SOMETHING UNIQUE IN MY BACKYARD!
For sometime, I’ve been noticing this strange-looking sparrow visiting my backyard. It didn’t look like the regular sparrows or chippies as my mother called them. Well, last Friday I went to lunch with my old high school buddies and one of them noted that a woman from Uganda had visited his house to see the birds in his yard. Naturally we forced an explanation out of him.
She visited to see one specific bird … the Eurasian Tree Sparrow. This is a bird native to Eastern Europe and Asia. And also, one particular spot in the United States … Saint Louis.

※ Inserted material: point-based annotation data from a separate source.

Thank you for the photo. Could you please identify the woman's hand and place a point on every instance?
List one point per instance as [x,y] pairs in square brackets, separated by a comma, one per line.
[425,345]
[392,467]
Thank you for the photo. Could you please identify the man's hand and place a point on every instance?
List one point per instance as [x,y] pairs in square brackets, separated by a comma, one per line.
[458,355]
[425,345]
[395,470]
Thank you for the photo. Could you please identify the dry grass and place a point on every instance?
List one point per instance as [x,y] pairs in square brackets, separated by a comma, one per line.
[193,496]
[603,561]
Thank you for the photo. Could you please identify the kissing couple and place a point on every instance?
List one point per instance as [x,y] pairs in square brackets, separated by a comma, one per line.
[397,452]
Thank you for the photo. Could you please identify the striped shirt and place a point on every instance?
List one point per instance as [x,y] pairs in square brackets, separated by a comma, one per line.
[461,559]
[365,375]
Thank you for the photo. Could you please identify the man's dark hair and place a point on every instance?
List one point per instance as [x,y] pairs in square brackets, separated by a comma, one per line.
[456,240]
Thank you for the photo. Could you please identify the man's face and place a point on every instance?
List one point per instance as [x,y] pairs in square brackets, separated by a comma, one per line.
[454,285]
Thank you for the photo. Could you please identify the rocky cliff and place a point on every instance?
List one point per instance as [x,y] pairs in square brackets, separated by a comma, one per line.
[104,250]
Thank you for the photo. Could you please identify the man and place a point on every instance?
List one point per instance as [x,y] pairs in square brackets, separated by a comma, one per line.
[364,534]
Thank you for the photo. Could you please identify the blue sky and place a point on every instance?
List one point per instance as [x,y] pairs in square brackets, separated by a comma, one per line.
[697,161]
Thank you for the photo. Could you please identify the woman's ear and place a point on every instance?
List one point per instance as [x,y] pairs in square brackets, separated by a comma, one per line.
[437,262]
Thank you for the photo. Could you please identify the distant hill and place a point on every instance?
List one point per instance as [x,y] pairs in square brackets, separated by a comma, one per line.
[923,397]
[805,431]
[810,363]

Not all of Saint Louis, but a couple of select spots. How did it get here? Well, there’s two versions to the story of their arrival, and both center on German immigrants who settled in Saint Louis in the 1860s. Hey, that’s when my great-grandfather settled here!
The first tells about settlers who missed the birds of their homeland and had friends send them a mixed cage of birds. When the birds arrived, they were released in Lafayette Park in South Saint Louis. All the birds died, except for 12 Eurasian Tree Sparrows who went forth and multiplied.
The second versions mentions a wedding tradition of the immigrants of releasing Eurasian Tree Sparrows. So 200 sparrows were imported and released in Lafayette Park as part of the wedding ceremony.
Anyway, the birds migrated to several locations in the suburbs since they weren’t keen on city life. So locally, they now reside in Dogtown, the Hill, Afton and the wetlands around the Missouri and Mississippi River. The Mississippi River location is not that far from my house. In the last year or so, they’ve also been seen in southern Iowa and across the river in Illinois.